SAN DIEGO – Some say it's time for the benefits industry to accept Obamacare — passed by Congress, signed by President Obama, upheld by the Supreme Court — as law.
Rick Santorum is not one of those people.
"I read this morning that someone here was saying, 'Give up on Obamacare, you can't do anything to repeal it,'" said Santorum, a keynote speaker at the Benefits Selling Expo Tuesday. "Baloney. Since when do we say, 'Well, it's going to happen, might as well give up'?"
Santorum, a former Pennsylvania senator and a GOP presidential candidate in the 2012 election, pointed to Obamacare as a transformative event for the country. The law will fundamentally change Americans' relationship with their government, he said, and not for the better.
"People are going to now rely on the government in some way for their health insurance," he said. "And once government has its hand on you, it's not a matter of you being dependent.
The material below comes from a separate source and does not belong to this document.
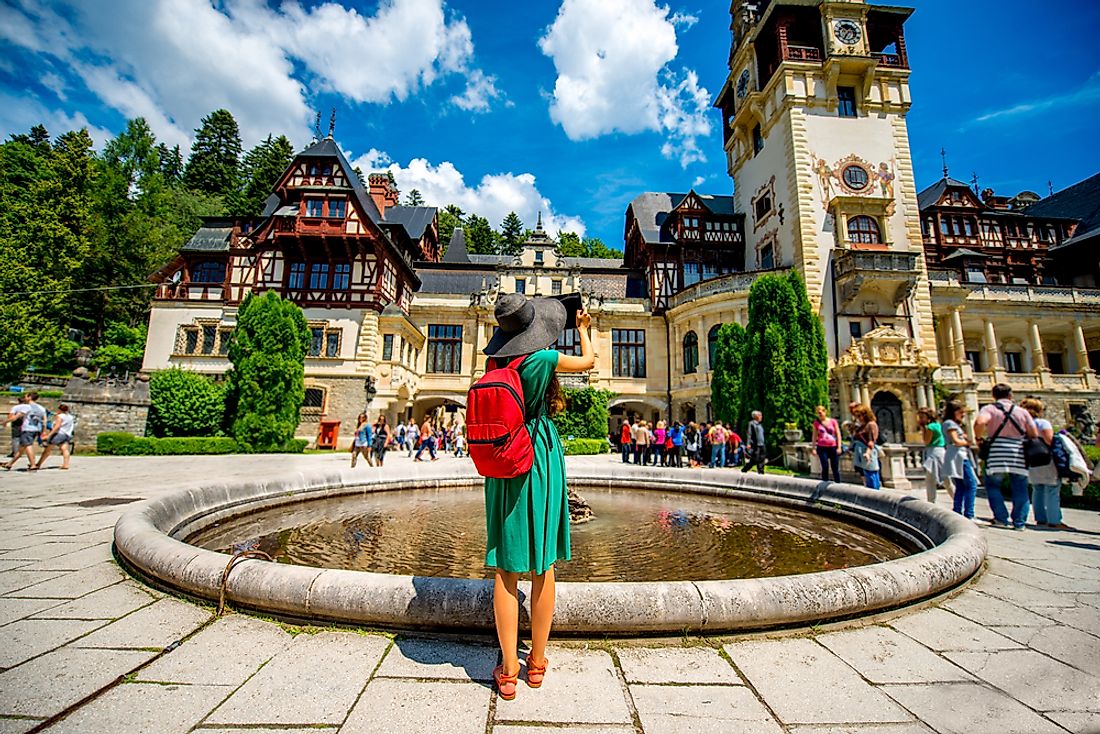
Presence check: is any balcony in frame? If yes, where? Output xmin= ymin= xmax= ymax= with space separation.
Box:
xmin=833 ymin=250 xmax=920 ymax=310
It's a matter of the government having control over you."
And despite the government intervention, Obamacare will do little to actually improve health care and its costs, Santorum predicted. Giving everyone an insurance card doesn't mean they'll be able to afford all the care they need — or, given the nation's looming primary care doctor shortage, even find it.
"There's something about an insurance card that makes people feel comfortable, whether it means you can get care or not," he said.